Lord Hodge considered that the case did not fit into the limited circumstances in which lawful act economic duress has historically been established. He also noted that the absence in English Law of general principles of inequality of bargaining position and good faith in commercial relationships limits the compass for lawful act economic duress in commercial contracts. Accordingly, in commercial contexts, leverage used in negotiations will rarely constitute unconscionable behaviour. In this case, the Airline did not use illegitimate means to exert pressure on Times Travel and, given the absence of the principles referred to above, Lord Hodge found that there was no lawful act economic duress.
He did not dismiss the possibility of an extension to the doctrine of lawful act economic duress, however. Instead, he referred to the very specific example of where a party took action in the genuine belief that it had a particular right, later discovered it did not have that right, but maintained its position as if it did. This he described as ‘a mischief which the law could address’. Equally, however, he considered that there were three significant hurdles: the lack of recognised principle for doing so, the creation of uncertainty and the lack of practical utility.
Lord Burrows’s judgment was more positive about the possibility of extending the doctrine. In his view, a ‘bad faith demand’, when deployed alongside the creation or exacerbation of another’s vulnerability, could be said to constitute an illegitimate threat for the purposes of a claim for lawful act economic duress. The absence of a ‘bad faith demand’ in this claim led him to dismiss this appeal, however. Looking to the future, while he did make a number of obiter comments regarding lawful act economic duress ‘because of the possible future incremental development of the law on lawful act economic duress, building on this decision’, Lord Burrows was also clear that lawful act duress would arise only in ‘rare exceptional cases’.
The future
Although possible, litigants should not bank on any speedy developments in this area of law. Lord Hodge’s judgment referred to the possibility of expansion in one breath while casting serious doubt on the practicality of such an expansion in the next. Even Lord Burrows, who was significantly more positive about the possibility of development, took the view that ‘the law is in its infancy and the best approach is for the common law to be clarified or developed in a traditional incremental way’.

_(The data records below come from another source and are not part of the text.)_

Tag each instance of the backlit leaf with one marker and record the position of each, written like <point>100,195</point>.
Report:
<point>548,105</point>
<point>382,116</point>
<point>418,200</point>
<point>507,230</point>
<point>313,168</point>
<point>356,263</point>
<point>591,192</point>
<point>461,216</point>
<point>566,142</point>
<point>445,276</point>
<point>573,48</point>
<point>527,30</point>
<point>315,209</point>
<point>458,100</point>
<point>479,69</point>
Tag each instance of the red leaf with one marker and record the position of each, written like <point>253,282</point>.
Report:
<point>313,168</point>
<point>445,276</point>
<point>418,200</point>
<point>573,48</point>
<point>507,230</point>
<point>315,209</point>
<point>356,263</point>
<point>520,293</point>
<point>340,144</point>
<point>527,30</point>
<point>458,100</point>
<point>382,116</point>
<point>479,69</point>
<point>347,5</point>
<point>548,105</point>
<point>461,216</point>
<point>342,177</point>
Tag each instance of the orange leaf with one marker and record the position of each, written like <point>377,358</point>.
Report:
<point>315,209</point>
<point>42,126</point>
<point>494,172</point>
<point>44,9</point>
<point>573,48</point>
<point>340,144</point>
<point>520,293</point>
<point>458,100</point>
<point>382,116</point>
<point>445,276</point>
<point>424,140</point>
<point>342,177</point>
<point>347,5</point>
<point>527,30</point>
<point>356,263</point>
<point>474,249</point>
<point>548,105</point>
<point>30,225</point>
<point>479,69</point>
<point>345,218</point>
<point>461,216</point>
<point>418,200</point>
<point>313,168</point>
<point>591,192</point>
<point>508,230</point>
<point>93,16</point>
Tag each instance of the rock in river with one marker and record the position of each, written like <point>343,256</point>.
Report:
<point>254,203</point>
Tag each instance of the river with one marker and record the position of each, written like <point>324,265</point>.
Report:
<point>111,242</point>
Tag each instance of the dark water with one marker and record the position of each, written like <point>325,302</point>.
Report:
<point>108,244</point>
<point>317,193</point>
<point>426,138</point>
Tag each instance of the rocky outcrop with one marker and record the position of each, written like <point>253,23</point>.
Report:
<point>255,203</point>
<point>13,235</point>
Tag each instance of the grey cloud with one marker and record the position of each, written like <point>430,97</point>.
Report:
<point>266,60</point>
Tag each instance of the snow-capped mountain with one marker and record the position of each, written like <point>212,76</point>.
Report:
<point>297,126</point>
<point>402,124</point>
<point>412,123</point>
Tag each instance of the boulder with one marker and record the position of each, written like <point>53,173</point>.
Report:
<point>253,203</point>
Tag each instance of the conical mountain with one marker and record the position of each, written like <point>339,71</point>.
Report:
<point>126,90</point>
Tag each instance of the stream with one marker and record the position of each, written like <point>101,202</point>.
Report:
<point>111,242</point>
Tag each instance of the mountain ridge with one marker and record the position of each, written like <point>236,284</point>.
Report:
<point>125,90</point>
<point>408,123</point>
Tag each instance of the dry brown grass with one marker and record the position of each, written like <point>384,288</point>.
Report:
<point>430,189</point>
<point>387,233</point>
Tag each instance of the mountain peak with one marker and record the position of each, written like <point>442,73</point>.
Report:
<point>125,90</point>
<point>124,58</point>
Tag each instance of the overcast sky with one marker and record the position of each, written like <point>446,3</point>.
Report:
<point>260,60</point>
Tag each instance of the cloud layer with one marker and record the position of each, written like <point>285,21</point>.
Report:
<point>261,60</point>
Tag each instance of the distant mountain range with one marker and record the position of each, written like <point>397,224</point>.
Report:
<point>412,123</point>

The Supreme Court’s cautious approach to developments in lawful act economic duress may not stop commercial parties attempting to convince the courts to expand the doctrine. The challenging trading conditions in light of Brexit and the COVID-19 pandemic may well prompt cases alleging lawful act economic duress coming before the courts in the coming months and years. However, unless they can squeeze through the narrow door that is currently open, such claims are unlikely to succeed. Developments may come in time, but a fully developed doctrine is, at least for now, little more than a distant speck on the horizon.